Tsunami ‘warning’ was on Internet before it hit Lanka
By Chandani Kirinde
The Geological Survey and Mines Bureau (GSMB), the agency that receives crucial information of underwater earthquakes in the region was closed last Sunday.

The GSMB has had the benefit of receiving data from the United States Geological Survey (USGS) since 2001 but on that ill fated December 26, the data on the origin, depth and magnitude of an underwater earthquake off the coast of North Sumatra reached the Bureau three hours after the incident, before the tidal wave hit the island. By that time the tsunami that was triggered by the earthquake had already begun slamming into Sri Lanka's coastal belt.

Yet had the data arrived on time, the Bureau was still not geared to handle it.
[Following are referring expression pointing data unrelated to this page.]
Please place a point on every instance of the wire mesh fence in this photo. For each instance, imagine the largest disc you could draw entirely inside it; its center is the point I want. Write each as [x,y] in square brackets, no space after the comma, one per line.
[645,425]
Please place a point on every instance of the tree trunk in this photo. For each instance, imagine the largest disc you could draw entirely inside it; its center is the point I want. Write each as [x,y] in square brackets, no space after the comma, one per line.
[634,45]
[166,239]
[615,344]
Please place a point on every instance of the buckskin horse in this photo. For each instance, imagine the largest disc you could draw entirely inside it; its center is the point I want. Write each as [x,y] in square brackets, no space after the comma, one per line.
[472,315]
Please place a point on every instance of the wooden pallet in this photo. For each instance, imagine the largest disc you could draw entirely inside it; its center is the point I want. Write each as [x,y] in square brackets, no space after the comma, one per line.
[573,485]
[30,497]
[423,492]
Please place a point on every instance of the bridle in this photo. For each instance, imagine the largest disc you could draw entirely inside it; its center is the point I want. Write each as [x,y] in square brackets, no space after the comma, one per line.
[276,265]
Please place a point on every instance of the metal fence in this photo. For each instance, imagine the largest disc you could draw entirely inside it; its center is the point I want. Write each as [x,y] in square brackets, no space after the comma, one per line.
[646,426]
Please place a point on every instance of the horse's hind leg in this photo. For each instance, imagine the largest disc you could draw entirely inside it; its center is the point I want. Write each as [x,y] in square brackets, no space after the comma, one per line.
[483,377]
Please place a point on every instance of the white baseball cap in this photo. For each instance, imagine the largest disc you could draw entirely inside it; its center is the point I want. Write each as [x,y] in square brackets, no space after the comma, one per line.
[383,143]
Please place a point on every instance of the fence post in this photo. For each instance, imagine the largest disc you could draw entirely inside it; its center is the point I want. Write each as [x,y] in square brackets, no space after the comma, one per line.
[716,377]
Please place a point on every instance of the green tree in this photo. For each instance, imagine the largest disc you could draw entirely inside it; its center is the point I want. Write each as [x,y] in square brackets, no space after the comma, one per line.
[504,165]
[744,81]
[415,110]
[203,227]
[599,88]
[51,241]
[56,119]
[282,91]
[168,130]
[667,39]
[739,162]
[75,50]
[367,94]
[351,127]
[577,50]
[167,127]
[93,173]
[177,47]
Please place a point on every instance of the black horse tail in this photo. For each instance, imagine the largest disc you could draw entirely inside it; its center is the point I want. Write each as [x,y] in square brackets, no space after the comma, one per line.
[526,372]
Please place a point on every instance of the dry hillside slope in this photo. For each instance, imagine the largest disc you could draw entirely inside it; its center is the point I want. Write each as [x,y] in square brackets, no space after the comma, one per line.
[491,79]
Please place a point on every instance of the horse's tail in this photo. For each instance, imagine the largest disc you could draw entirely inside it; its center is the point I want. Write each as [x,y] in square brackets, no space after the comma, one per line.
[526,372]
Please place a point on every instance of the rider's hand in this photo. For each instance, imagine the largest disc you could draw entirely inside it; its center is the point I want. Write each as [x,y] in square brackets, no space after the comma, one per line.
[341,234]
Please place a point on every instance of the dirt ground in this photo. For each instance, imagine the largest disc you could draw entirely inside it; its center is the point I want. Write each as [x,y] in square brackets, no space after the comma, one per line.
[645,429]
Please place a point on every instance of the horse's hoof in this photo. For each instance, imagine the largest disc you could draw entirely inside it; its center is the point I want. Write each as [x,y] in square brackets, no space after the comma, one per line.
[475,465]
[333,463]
Such a report even if it came in early, it would not have given notice of a threat of incoming tsunamis, GSMB Director Sarath Weerawarnakula said.

The GSMB has had the benefit of receiving data from the United States Geological Survey (USGA) since the auxiliary seismic station was set up in Pallekele in Kandy in 1999 became operational in 2001. The data relayed by this station is transmitted to the GSMB in Dehiwela and then to the University of California earthquake monitoring station and once analysed it is relayed back to Sri Lanka through the USGS, Mr. Weerawarnakula said.
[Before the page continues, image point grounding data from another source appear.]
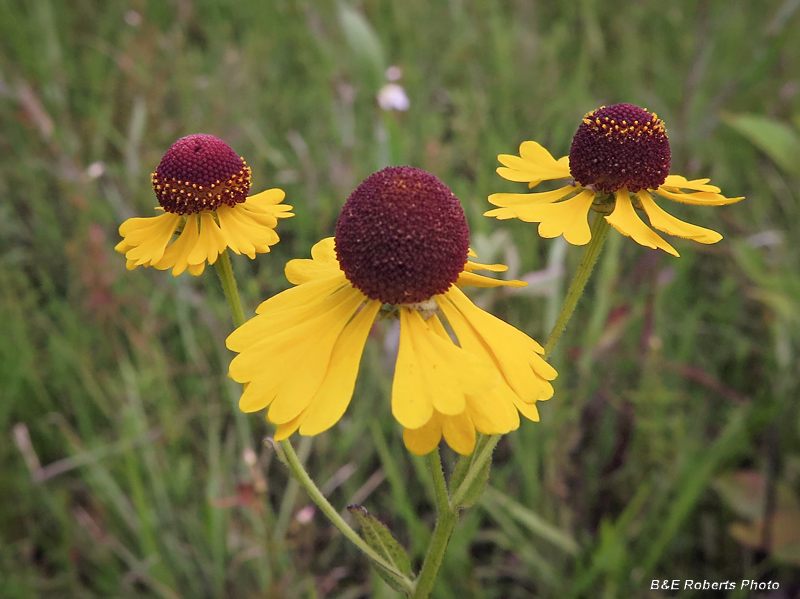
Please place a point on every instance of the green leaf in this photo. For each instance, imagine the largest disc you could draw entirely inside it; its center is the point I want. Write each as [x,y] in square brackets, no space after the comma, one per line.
[776,139]
[378,536]
[364,44]
[475,490]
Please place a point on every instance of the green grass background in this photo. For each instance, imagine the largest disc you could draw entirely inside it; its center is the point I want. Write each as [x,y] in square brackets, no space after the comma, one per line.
[125,467]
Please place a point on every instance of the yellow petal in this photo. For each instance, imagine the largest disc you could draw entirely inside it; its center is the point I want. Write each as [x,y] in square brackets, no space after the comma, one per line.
[146,239]
[493,412]
[515,200]
[302,382]
[529,410]
[470,279]
[176,255]
[423,440]
[663,221]
[535,163]
[267,337]
[459,432]
[266,198]
[625,220]
[306,293]
[411,405]
[681,182]
[514,354]
[702,194]
[241,232]
[471,266]
[210,244]
[333,397]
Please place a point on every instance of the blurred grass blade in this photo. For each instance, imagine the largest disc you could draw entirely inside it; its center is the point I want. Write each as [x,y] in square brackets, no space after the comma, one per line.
[365,45]
[493,500]
[776,139]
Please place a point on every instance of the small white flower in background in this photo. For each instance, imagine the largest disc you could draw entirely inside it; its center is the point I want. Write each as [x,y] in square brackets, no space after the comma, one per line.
[394,73]
[392,96]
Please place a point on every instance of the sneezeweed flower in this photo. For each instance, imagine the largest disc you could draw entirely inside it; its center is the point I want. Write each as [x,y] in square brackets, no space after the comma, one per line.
[402,248]
[620,157]
[202,186]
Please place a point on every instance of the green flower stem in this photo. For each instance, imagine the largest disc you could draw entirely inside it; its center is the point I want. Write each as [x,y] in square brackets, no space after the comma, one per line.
[591,252]
[285,450]
[484,455]
[448,514]
[225,272]
[289,457]
[439,484]
[445,524]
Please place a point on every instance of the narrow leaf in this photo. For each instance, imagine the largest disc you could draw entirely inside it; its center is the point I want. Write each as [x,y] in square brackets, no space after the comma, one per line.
[776,139]
[464,465]
[378,536]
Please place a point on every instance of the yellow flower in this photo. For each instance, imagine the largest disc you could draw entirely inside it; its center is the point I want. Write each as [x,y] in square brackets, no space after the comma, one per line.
[619,158]
[401,247]
[202,186]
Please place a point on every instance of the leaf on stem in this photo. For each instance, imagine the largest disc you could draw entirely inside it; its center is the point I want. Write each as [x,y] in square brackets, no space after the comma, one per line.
[473,492]
[378,536]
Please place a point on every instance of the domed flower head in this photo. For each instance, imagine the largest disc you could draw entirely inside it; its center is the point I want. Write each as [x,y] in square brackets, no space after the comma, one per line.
[202,186]
[618,162]
[401,247]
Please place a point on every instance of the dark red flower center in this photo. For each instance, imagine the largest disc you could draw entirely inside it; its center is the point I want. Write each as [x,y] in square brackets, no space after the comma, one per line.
[200,172]
[620,146]
[402,236]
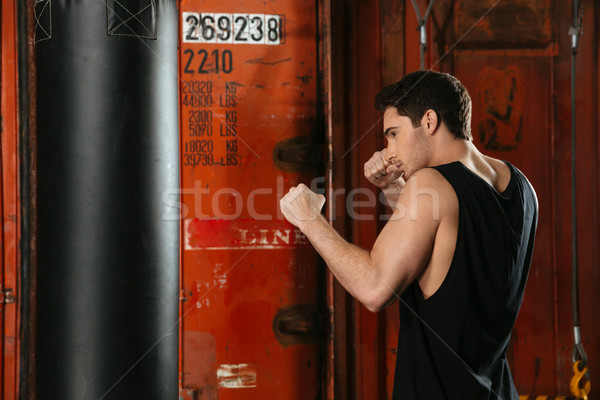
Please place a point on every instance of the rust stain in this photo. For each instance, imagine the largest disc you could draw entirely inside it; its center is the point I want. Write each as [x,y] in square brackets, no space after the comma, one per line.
[305,78]
[501,93]
[297,154]
[261,61]
[296,324]
[236,376]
Sri Lanka has been a signatory to the Comprehensive Test Ban Treaty Organization (CTBTO) since 1996 and this has enabled the sharing of seismic data by Sri Lanka and is recipient of such data.

However even though data on the magnitude and origin of seismic activity in the region is received by the GSMB, information on tsunami threats are not relayed as Sri Lanka like some other countries in South Asia are not members of the International Tsunami Information Center (ITSC).

The GSMB has been alert about recent tremors in the country. On December 19, a tremor was experienced in some parts of the country. This measured less than 3.0 in magnitude but a report on it was submitted to the Ministry of Environment and Natural Resources, Mr. Weerawarnakula said.

On D-day, a tremor was felt in most parts of the country around 7.05 in the morning. The GSMB had acted swiftly to check if the relevant data had been relayed to California via e-mail to confirm if they received the data, he said.

However geologists at the GSMB had monitored the graph of the seismic activity but they had concluded that there was no cause of alarm, as the graph they read had not indicted any unusual seismic activity.

By the time analysis of the magnitude and origin reached the GSMB, the tsunamis had already struck Sri Lanka, the Director said. As data from three monitoring stations in the area is needed to analysis any seismic activity, the process can take between one to three hours. The ITIC Tsunami Bulletin Board posted on the International Coordination Group for the Tsunami Warning System in the Pacific web page about 15 minutes after the quake, at around 7.14 am local time, placed its magnitude at 8.0 and its evaluation was "This earthquake is located outside the pacific.

No destructive tsunami threat exists based on historical earthquake and tsunami data". It's next bulletin around 8.04 am local time said, "There is a possibility of a tsunami near the epicentre" and upgraded it's magnitude to 8.5. in it's next bulletin. It was several hours later that the magnitude of the earthquake was upgraded to 9.0. The first tsunami hit the Ampara district and within half an hour to 45 minutes affected the southern and western coastal areas of the country.

The bulletin that upgraded the magnitude of the earthquake to 9.0 came on Monday night around 9.30 p.m. By that time the tsunamis had taken its toll across Sri Lanka and several other Asian countries.